Stuffed Chard
Lightening & Energizing
Qualities
Warming | Light | Drying
Time & Season
Lunch / Dinner
Spring / Year Round
Chard is bitter and astringent in taste and has a cooling effect on the body. Like most leafy greens, it is considered a nutrient powerhouse, packed with important minerals such as calcium, magnesium, iron, potassium, and vitamins, including A, K, B1, and B2.
Leafy greens purify the subtle channels of the body, known as Shrotas. Their natural juices, high chlorophyll content, and fibers help to cleanse and revive the body on a cellular level. Cooking makes the greens easier to digest.
Serves 4-5
Ingredients:
8-12 large chard leaves, washed
2 tablespoons extra virgin olive oil
1/2 cup of chard stems, finely chopped (see Notes)
1 garlic clove, minced
¼ cup cooked quinoa (see Notes)
1/2 cup golden raisins
1 tsp black pepper
1 tsp salt
1/2 tsp cumin powder
3 tbsp pine nuts
Zest of 1 lemon
For the sauce:
1 tbsp tamarind paste (optional)
3 tomatoes, chopped
Juice of 1 lemon
1/2 tsp salt
1/2 tsp pepper
Preparation Method:
Preparing the leaves
– Wash each chard leaf well, and cut off the stems.
– Add the leaves to a large pot with boiling water, and submerge them for 90 seconds. Transfer the softened chard into a colander to drain.
– Chop the stems into small cubes, and add them to the boiling water to soften for 1-2 minutes. Strain the cubed stems and discard the water.
Preparing the filling
– Into a bowl, add the cooked quinoa (if using), the cubed and boiled stems, pine nuts, cumin powder, salt, black pepper, raisins, minced garlic, and olive oil. Mix well.
Preparing the sauce
– Into a blender, blend the chopped tomatoes, lemon juice, tamarind, spices, and salt.
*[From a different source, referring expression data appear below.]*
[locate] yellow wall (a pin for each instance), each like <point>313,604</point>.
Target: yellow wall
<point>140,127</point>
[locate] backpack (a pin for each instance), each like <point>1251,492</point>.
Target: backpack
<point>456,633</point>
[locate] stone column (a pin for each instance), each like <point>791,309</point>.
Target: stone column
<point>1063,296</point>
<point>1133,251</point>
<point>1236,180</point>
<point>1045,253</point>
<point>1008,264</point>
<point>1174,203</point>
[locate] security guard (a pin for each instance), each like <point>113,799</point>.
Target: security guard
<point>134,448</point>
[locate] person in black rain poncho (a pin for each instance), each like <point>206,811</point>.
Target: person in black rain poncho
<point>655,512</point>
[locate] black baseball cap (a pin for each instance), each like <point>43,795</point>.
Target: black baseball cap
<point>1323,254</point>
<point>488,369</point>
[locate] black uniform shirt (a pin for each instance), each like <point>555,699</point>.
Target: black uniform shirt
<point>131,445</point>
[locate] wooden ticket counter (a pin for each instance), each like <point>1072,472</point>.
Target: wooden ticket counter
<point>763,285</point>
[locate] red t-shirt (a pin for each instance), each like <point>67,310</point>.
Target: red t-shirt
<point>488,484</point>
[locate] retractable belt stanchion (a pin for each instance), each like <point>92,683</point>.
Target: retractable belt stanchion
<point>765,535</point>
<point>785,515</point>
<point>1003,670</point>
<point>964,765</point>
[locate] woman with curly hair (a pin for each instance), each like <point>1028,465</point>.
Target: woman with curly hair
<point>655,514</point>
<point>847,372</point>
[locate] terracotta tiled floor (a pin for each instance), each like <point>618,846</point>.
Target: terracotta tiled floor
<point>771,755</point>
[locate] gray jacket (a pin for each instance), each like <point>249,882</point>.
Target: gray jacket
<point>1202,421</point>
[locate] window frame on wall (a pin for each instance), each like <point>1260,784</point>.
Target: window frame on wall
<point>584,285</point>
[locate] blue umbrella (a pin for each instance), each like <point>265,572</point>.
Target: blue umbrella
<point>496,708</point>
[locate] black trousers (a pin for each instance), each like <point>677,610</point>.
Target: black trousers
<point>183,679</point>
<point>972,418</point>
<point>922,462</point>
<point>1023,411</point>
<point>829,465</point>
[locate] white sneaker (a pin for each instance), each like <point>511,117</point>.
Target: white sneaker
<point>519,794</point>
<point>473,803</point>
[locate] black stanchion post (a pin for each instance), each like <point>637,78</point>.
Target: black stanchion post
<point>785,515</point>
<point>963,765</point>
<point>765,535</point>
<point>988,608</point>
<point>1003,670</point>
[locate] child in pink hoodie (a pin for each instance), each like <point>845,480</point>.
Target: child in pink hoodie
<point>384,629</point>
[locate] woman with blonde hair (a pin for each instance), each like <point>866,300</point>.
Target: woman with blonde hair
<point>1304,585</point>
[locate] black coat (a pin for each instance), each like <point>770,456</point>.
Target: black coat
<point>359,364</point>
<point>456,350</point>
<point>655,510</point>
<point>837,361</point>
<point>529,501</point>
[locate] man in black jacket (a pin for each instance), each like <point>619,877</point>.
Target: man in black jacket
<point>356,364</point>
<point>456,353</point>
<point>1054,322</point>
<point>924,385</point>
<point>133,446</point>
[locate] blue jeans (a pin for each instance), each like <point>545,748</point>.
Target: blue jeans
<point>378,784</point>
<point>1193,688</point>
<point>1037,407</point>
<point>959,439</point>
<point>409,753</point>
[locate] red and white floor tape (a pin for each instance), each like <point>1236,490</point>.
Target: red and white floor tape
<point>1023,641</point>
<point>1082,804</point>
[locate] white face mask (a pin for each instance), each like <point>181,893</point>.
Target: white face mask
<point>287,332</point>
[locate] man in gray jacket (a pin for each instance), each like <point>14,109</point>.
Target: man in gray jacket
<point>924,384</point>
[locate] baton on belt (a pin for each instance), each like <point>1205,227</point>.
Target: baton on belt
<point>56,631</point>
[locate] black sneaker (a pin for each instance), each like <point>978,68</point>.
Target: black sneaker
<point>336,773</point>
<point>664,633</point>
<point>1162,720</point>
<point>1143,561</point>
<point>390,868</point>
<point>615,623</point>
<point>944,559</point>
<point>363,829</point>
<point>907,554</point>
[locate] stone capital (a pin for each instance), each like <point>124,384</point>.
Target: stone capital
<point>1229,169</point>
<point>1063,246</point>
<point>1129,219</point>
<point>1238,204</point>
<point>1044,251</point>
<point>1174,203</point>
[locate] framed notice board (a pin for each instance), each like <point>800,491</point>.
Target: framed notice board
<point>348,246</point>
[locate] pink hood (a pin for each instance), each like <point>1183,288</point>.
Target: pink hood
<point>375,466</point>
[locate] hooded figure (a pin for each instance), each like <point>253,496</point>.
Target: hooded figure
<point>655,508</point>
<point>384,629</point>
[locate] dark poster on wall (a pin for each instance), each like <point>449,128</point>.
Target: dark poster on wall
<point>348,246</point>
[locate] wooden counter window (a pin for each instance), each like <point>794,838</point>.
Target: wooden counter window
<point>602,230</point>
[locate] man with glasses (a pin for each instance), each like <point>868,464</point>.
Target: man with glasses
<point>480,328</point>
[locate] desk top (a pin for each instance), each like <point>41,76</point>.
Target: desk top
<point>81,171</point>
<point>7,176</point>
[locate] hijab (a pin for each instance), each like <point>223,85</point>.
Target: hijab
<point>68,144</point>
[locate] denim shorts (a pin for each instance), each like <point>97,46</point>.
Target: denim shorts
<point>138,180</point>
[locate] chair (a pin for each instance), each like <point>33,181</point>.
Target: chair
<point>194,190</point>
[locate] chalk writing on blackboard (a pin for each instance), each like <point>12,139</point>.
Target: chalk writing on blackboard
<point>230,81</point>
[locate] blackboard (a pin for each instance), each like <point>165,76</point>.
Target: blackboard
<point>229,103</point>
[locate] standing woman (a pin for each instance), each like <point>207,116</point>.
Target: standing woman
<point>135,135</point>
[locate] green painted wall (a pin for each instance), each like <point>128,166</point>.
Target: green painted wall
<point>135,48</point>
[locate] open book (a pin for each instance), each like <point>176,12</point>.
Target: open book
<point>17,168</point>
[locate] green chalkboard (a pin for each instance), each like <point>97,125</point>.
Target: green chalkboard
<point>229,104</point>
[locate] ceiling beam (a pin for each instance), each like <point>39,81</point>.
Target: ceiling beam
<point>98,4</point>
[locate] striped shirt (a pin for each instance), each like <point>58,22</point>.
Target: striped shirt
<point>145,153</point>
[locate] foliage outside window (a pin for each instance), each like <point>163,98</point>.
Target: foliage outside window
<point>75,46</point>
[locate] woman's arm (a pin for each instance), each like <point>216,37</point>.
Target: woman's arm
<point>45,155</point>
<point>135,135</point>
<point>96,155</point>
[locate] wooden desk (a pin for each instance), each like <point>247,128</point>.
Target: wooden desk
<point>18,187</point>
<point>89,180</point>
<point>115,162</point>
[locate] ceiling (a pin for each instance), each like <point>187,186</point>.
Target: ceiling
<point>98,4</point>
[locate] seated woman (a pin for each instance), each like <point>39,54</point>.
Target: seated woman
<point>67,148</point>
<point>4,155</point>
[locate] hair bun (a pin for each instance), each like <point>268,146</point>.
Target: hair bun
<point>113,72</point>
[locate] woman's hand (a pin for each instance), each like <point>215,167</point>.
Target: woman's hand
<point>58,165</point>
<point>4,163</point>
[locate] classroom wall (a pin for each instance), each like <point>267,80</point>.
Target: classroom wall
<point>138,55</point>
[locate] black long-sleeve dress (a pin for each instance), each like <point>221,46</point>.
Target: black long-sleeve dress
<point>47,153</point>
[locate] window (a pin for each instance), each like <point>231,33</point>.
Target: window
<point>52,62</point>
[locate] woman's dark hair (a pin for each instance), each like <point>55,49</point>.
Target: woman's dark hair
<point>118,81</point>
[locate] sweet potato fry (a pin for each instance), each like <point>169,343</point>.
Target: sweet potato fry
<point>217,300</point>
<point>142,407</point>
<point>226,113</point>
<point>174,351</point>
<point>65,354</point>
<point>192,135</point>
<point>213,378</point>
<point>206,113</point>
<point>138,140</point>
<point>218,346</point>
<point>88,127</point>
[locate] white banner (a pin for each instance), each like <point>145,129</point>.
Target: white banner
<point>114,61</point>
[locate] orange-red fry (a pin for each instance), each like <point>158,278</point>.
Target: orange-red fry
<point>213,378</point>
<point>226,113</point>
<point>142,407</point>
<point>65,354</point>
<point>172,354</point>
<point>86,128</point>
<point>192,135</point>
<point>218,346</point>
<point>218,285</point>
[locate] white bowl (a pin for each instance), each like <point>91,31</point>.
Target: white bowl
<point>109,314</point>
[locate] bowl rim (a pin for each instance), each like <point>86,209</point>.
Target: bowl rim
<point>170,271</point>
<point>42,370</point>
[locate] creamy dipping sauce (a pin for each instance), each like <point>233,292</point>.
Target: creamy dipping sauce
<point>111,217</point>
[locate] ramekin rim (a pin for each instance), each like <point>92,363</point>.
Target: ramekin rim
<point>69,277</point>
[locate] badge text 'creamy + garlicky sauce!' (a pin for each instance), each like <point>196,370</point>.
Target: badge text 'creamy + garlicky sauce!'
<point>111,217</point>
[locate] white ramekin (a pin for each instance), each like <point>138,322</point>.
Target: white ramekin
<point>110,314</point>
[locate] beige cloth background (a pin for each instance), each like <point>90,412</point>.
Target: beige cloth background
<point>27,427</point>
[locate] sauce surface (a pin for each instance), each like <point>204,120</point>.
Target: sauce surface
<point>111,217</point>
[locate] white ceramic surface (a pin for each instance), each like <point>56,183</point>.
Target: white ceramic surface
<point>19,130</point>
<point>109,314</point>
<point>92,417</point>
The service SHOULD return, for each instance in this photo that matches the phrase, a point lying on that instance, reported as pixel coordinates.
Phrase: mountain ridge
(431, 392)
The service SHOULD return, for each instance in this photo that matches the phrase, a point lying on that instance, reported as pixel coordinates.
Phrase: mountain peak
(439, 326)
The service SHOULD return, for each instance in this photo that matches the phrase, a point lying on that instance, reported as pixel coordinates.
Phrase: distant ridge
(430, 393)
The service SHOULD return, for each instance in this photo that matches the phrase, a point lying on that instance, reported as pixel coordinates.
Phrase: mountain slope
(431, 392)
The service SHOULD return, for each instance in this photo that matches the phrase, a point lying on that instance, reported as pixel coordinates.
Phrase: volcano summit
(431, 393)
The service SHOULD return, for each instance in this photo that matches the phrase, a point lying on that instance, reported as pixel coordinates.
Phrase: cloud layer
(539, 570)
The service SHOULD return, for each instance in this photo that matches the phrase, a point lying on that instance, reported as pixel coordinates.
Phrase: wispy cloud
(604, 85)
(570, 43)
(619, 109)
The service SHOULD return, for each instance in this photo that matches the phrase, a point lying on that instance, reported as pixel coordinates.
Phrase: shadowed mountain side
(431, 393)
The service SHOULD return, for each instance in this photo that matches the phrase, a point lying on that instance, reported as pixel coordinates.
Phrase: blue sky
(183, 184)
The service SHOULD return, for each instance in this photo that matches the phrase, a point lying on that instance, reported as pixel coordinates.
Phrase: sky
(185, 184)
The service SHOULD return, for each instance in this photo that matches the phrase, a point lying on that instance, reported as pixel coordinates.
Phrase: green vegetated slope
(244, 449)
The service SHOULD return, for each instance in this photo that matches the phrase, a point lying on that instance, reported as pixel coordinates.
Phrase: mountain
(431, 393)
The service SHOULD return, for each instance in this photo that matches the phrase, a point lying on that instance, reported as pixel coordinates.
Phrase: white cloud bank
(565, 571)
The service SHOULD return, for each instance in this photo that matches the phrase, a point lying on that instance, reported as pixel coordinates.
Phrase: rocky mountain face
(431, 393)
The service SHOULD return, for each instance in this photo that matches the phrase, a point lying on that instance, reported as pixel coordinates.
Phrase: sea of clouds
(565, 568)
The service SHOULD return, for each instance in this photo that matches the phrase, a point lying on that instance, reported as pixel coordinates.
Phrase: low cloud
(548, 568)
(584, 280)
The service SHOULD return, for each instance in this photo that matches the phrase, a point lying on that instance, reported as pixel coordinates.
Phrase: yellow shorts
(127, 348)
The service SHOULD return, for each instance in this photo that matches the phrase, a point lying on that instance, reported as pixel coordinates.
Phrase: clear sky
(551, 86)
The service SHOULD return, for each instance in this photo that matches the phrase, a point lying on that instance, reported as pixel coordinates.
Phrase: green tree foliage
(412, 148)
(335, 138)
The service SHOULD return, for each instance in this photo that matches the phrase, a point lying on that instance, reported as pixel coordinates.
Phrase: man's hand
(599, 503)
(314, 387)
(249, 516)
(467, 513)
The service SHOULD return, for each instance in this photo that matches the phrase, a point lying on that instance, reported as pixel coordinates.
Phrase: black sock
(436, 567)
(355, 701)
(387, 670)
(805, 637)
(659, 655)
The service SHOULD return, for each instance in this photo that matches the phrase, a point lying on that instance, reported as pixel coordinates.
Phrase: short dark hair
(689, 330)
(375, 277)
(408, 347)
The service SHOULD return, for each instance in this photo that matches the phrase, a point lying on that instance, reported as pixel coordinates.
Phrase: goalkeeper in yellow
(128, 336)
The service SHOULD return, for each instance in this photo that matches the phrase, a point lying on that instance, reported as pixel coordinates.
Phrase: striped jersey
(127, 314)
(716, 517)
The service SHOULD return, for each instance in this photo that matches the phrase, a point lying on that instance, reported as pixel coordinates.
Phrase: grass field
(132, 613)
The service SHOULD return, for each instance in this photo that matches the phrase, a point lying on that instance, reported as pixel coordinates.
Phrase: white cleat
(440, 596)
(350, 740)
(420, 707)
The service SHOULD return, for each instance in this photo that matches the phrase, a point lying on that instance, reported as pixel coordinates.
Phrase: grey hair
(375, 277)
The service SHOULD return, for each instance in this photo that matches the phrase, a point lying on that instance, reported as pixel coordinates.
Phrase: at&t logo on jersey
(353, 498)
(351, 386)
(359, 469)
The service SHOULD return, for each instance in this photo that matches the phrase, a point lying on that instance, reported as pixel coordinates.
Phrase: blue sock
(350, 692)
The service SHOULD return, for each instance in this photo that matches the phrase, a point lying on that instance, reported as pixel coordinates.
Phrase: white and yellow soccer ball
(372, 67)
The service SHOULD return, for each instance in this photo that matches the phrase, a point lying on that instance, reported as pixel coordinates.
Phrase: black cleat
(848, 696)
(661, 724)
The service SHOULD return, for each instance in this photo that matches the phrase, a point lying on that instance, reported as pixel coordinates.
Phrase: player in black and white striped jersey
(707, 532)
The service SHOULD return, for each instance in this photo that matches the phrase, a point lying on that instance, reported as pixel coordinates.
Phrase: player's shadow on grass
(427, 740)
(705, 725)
Set aside.
Rolling the leaves
– Preheat the over to 200 degrees Celcius
– Place one leaf flat, with the back part facing down. Add 2-3 tbsp of the filling in a horizontal line, close to the bottom part of the leaf (where the stem grows out). First, fold in the sides, then the bottom, and start rolling all the way up to the top. Place the chard roll in a ceramic or a Pyrex baking dish, seam face down. Repeat with the rest of the leaves. Arrange the rolls side-by-side in the baking dish, leaving minimum space between each roll.
– Pour the sauce over the rolled chard.
– Bake for 25-30 minutes.
– Serve warm with fresh dill, chives, or parsley. Garnish with pine nuts and a drizzle of olive oil.
Notes
– You can use millet, buckwheat, rice, or other grains instead of quinoa.
– If you prefer to keep it grain-free, add an extra 1/2 cup of stems for a total of 1 cup of cubed stems, and omit the 1/4 cup of quinoa.